Security concerns boost reinsurers
Bermuda's new reinsurance companies have grown quickly due to the market's renewed concern for security according to a report released by A.M. Best on Friday.
As severe as the events of September 11 were, the reinsurance industry's current state is the result of a focus on investment earnings rather than underwriting, according to the article, "The Changing Faces of Reinsurance," which was in A.M. Best Co.'s annual report on the reinsurance industry.
Starting in early 2001, the reinsurance market began the long road to recovery from one of the softest market cycles on record. The combination of falling equity markets, lower interest rates and the realisation that core loss reserves would not be sufficient to cover loss-cost trends prompted a review of basic underwriting premises and restored operating fundamentals. However, the previous run-up in the stock markets lured the reinsurance community into a false sense of security and led to a general relaxation in operating standards. The capital gains recognised from equities, which represented half of the industry's surplus, provided an earnings buffer for the deteriorating underwriting conditions.
Looking back at accident years 1997 to 2000, which no longer are propped up by a robust stock market, the damage to the industry wrought by poor underwriting practices can be seen. In 2001 alone, the US reinsurance segment strengthened prior accident-year reserves by $4.1 billion.

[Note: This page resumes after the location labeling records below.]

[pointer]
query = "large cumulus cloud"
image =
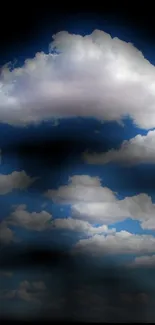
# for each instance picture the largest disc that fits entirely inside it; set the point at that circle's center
(93, 202)
(95, 75)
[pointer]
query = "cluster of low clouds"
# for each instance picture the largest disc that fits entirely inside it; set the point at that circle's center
(94, 210)
(94, 75)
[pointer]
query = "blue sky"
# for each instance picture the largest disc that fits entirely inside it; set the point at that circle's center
(52, 192)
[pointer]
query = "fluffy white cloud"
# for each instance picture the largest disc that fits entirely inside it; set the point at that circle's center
(81, 188)
(95, 75)
(121, 242)
(16, 180)
(139, 149)
(92, 202)
(37, 221)
(6, 234)
(138, 207)
(80, 226)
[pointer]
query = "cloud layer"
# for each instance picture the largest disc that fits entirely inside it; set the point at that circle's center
(121, 242)
(95, 203)
(95, 75)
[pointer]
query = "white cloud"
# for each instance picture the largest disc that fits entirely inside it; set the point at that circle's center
(139, 149)
(37, 221)
(95, 75)
(138, 207)
(80, 226)
(6, 234)
(92, 202)
(121, 242)
(16, 180)
(81, 188)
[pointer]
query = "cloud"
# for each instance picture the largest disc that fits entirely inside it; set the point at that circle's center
(138, 207)
(121, 242)
(81, 188)
(137, 150)
(16, 180)
(37, 221)
(29, 292)
(6, 234)
(92, 202)
(95, 75)
(80, 226)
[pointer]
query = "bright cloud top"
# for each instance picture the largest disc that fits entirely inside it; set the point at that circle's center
(98, 204)
(121, 242)
(140, 149)
(95, 75)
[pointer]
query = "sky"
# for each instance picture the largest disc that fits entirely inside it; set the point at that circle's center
(77, 169)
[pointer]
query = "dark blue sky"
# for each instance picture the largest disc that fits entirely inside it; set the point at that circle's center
(52, 152)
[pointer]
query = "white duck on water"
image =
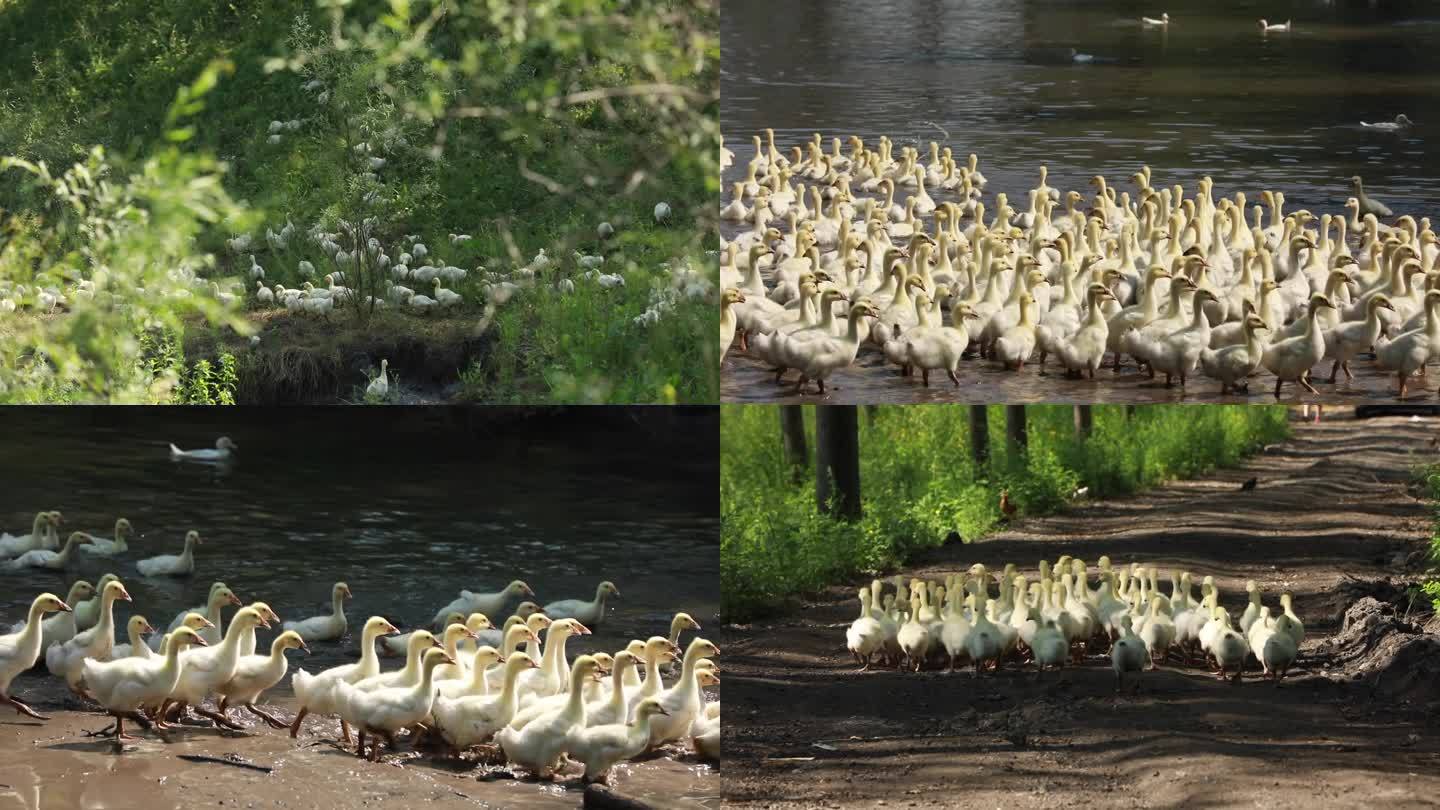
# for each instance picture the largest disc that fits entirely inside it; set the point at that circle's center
(589, 611)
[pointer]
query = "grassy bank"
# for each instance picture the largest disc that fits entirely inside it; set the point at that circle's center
(919, 483)
(486, 133)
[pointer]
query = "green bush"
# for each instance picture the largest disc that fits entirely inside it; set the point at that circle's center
(919, 483)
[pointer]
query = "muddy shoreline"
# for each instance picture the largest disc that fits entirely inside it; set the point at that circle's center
(1334, 519)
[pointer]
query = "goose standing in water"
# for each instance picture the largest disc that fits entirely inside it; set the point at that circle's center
(1368, 205)
(588, 613)
(1400, 123)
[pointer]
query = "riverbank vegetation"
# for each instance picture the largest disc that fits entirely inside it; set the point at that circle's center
(922, 476)
(513, 198)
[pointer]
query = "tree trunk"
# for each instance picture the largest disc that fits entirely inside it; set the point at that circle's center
(837, 460)
(979, 437)
(1085, 423)
(792, 433)
(1015, 425)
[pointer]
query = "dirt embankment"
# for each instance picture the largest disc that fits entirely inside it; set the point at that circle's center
(1334, 519)
(55, 766)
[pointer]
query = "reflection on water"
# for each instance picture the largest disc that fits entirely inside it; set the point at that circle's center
(408, 506)
(871, 382)
(1211, 95)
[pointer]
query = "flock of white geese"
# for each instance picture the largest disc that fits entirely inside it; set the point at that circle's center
(464, 682)
(830, 261)
(1060, 619)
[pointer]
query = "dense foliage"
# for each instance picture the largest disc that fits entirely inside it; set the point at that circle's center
(919, 483)
(320, 136)
(1430, 482)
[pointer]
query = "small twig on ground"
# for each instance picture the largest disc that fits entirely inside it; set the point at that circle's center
(223, 761)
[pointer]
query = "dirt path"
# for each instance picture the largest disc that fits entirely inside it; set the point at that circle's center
(54, 766)
(1332, 506)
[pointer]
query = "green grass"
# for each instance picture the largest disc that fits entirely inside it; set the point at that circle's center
(107, 71)
(1430, 480)
(919, 483)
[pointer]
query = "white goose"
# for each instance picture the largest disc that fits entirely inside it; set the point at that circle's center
(45, 558)
(382, 712)
(257, 673)
(61, 627)
(15, 545)
(1295, 358)
(326, 627)
(20, 650)
(316, 692)
(488, 604)
(704, 734)
(206, 670)
(411, 672)
(64, 660)
(475, 718)
(475, 681)
(128, 685)
(1233, 365)
(136, 630)
(683, 701)
(169, 564)
(395, 646)
(601, 747)
(223, 448)
(1410, 350)
(655, 652)
(539, 745)
(588, 613)
(614, 708)
(221, 595)
(87, 613)
(100, 546)
(549, 678)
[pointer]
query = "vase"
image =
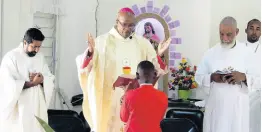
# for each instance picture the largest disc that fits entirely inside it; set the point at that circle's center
(184, 94)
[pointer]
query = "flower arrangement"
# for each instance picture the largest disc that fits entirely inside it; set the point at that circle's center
(183, 78)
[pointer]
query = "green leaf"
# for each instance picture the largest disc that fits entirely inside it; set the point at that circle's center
(46, 127)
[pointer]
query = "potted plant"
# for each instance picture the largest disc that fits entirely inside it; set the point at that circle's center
(183, 79)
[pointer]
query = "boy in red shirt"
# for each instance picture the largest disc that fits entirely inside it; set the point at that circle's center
(143, 108)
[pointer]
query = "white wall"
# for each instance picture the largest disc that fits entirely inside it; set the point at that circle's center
(198, 30)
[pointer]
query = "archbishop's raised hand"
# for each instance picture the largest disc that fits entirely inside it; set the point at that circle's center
(163, 46)
(91, 43)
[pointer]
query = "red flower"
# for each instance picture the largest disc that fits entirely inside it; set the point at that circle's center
(187, 68)
(195, 68)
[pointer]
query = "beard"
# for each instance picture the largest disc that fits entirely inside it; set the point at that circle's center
(252, 39)
(228, 45)
(31, 54)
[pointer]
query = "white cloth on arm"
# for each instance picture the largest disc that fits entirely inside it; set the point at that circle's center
(227, 106)
(255, 94)
(20, 106)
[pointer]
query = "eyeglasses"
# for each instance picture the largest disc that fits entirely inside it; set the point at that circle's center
(124, 25)
(34, 47)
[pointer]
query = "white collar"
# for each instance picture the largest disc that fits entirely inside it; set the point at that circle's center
(115, 33)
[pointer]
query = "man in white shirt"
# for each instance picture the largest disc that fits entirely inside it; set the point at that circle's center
(253, 32)
(26, 86)
(227, 106)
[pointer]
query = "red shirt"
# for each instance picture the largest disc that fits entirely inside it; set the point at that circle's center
(143, 109)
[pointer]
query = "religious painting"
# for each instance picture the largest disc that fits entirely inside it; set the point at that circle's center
(152, 30)
(156, 25)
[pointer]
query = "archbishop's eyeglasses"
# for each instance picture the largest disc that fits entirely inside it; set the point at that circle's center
(125, 25)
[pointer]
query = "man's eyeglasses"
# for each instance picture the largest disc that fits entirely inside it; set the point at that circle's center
(124, 25)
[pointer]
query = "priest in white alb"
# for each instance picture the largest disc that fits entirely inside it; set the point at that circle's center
(225, 70)
(105, 59)
(253, 32)
(26, 86)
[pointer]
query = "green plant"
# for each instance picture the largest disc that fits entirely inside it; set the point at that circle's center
(46, 127)
(183, 78)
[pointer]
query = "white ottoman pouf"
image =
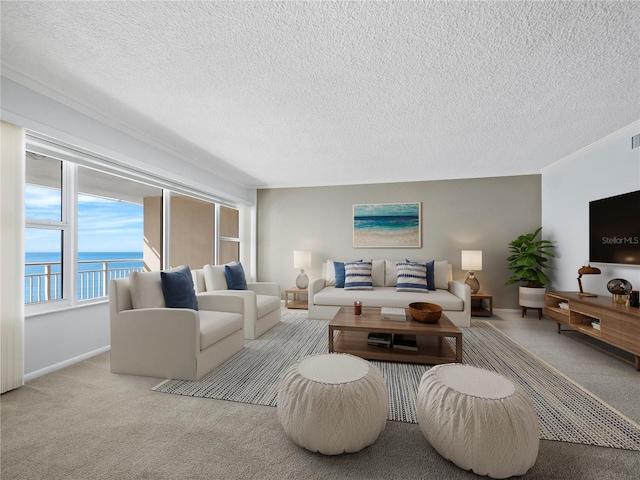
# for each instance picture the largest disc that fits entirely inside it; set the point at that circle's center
(333, 403)
(478, 419)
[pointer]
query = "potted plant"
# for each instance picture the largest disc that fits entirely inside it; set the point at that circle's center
(527, 261)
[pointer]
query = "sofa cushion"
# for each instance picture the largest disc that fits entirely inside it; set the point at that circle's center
(358, 276)
(334, 273)
(214, 278)
(234, 274)
(412, 277)
(215, 326)
(177, 288)
(386, 297)
(431, 282)
(146, 290)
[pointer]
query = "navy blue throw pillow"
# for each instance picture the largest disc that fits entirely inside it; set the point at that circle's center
(177, 288)
(431, 279)
(235, 277)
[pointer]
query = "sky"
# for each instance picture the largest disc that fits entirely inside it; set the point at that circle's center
(103, 225)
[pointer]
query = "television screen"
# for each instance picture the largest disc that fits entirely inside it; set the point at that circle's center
(614, 229)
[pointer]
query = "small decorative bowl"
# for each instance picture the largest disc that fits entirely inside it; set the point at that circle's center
(425, 312)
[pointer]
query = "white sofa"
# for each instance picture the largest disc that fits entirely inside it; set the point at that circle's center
(261, 299)
(454, 297)
(176, 343)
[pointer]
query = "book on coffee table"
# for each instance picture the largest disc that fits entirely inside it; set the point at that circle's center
(380, 339)
(405, 342)
(395, 314)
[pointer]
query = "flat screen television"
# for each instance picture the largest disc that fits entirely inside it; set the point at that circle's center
(614, 229)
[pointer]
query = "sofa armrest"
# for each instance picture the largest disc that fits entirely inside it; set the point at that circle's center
(265, 288)
(462, 291)
(220, 302)
(161, 329)
(314, 287)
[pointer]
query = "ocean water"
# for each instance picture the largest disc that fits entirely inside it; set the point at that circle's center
(389, 224)
(89, 285)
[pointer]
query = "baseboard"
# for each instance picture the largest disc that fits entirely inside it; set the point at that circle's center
(66, 363)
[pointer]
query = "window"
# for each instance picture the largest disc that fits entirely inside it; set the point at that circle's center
(46, 230)
(89, 220)
(110, 229)
(229, 238)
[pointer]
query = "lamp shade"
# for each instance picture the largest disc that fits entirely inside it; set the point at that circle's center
(472, 260)
(301, 259)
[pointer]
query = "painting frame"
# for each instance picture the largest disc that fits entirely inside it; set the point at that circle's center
(387, 225)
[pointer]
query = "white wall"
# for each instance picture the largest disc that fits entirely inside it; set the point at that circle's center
(606, 168)
(58, 339)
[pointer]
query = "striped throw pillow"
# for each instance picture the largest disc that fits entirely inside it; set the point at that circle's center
(411, 277)
(358, 276)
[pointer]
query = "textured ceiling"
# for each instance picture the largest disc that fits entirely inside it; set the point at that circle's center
(278, 94)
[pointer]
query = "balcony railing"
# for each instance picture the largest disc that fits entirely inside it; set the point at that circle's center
(91, 282)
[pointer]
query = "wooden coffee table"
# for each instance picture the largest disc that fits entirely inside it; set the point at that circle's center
(348, 334)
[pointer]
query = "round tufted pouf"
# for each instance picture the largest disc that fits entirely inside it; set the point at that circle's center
(333, 403)
(478, 419)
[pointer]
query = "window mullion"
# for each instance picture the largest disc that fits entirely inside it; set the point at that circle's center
(70, 234)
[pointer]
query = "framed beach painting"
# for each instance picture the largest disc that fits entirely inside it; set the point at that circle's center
(390, 225)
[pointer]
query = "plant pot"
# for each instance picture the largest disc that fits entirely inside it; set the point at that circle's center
(532, 297)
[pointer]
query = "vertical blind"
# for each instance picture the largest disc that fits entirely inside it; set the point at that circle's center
(12, 169)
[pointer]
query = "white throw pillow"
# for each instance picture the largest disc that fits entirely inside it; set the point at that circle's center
(441, 274)
(377, 273)
(214, 278)
(358, 276)
(146, 290)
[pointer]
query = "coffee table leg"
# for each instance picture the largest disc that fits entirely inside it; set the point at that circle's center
(330, 339)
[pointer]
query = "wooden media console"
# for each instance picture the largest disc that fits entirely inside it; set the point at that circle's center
(619, 324)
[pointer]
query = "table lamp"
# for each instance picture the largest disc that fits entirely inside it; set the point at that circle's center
(302, 260)
(472, 261)
(586, 270)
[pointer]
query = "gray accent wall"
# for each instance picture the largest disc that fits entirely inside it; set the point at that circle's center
(471, 214)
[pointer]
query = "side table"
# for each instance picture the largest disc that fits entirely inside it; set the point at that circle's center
(477, 305)
(296, 302)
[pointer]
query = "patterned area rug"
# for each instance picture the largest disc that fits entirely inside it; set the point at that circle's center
(567, 412)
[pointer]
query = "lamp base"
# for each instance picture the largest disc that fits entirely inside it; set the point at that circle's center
(302, 282)
(473, 283)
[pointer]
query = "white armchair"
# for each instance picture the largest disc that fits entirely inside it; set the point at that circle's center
(261, 299)
(151, 340)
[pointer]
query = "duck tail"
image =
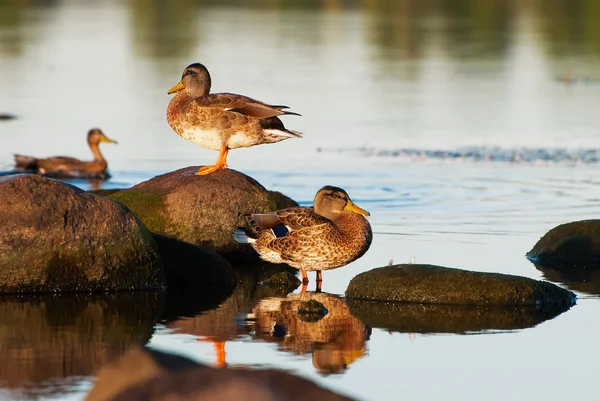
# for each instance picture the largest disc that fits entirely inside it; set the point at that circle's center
(25, 162)
(243, 235)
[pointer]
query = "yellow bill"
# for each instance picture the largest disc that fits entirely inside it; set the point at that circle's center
(176, 88)
(353, 208)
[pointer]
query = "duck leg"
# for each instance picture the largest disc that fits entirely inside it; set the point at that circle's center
(219, 165)
(304, 276)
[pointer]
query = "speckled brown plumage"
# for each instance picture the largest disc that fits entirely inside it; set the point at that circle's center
(331, 234)
(222, 121)
(63, 166)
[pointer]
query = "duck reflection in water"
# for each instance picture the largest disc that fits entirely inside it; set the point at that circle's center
(313, 322)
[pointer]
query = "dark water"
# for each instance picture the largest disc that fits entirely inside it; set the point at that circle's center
(394, 95)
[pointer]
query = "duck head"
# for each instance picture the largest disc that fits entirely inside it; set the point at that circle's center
(195, 80)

Since September 11, there have been more than a dozen withdrawals from the market by companies that either ceased writing business voluntarily - such as Overseas Partners Ltd. and Scandinavian Re - or have gone into bankruptcy, including Taisei Fire & Marine. So venture capitalists saw opportunity in the post-September 11 hardening market and quickly formed several new, highly capitalised companies to fill the capacity void.